Even quite minor details, such as the curiously sumptuous Russian national dresses of the ladies of the Embassy at Court functions, the visits to Berlin of the Russian ballets and troupes of Russian singing gipsies, had all the same stamp of strong racial individuality, of something temperamentally different from all we had been accustomed to.

I was overjoyed at the prospect of seeing for myself at last this land of mingled splendour and barbarism, this country which had retained its traditional racial characteristics in spite of the influences of nineteenth century drab uniformity of type.

As the Petrograd Embassy was short-handed at the time, it was settled that I should postpone my leave for some months and proceed to Russia without delay.

The Crown Prince and Crown Princess, who had been exceedingly kind to me during my stay in Berlin, were good enough to ask me to the New Palace at Potsdam for one night, to take leave of them.

I had never before had an opportunity of going all over the New Palace. I thought it wonderfully fine, though quite French in feeling. The rather faded appearance of some of the rooms increased their look of dignity. It was not of yesterday. The great "Shell Hall," or "Muschel-Saal," much admired of Prussians, is frankly horrible; one of the unfortunate aberrations of eighteenth century taste of which several examples occur in English country-houses of the same date.

My own bedroom was charming; of the purest Louis XV, with apple-green polished panelling and heavily silvered mouldings and mirrors.

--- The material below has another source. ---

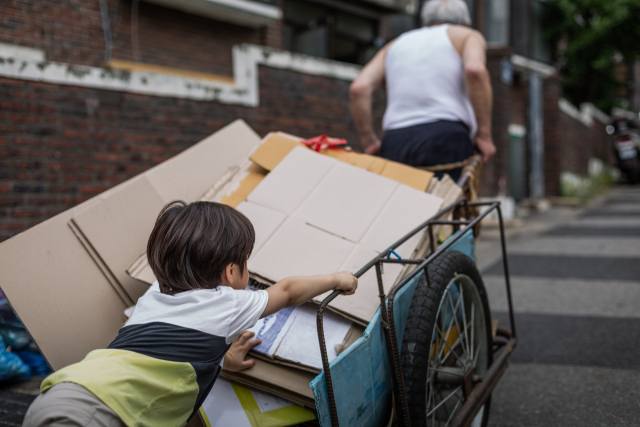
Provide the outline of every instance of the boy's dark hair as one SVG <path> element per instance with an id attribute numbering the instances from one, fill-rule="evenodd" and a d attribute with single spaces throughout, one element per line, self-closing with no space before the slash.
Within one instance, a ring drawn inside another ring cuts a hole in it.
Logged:
<path id="1" fill-rule="evenodd" d="M 254 242 L 251 221 L 232 207 L 178 200 L 158 215 L 147 258 L 164 294 L 215 289 L 227 265 L 244 271 Z"/>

Nothing could be more delightful than the Crown Prince's manner on occasions such as this. The short-lived Emperor Frederick had the knack of blending absolute simplicity with great dignity, as had the Empress Frederick. For the curious in such matters, and as an instance of the traditional frugality of the Prussian Court, I may add that supper that evening, at which only the Crown Prince and Princess, the equerry and lady-in-waiting, and myself were present, consisted solely of curds and whey, veal cutlets, and a rice pudding. Nothing else whatever. We sat afterwards in a very stately, lofty, thoroughly French room. The Crown Prince, the equerry, and myself drank beer, whilst the Prince smoked his long pipe. It seemed incongruous to drink beer amid such absolutely French surroundings. I noticed that the Crown Princess always laid down her needlework to refill her husband's pipe and to bring him a fresh tankard of beer. The "Kronprinzliches Paar," as a German would have described them, were both perfectly charming in their conversation with a dull, uninteresting youth of twenty-one. They each had marvellous memories, and recalled many trivial half-forgotten details about my own family. That evening in the friendly atmosphere of the great, dimly-lit room in the New Palace at Potsdam will always live in my memory.

Two days afterwards I drove through the trim, prosaic, well-ordered, stuccoed streets of Berlin to the Eastern Station; for me, the gateway to the land of my desires, vast, mysterious Russia.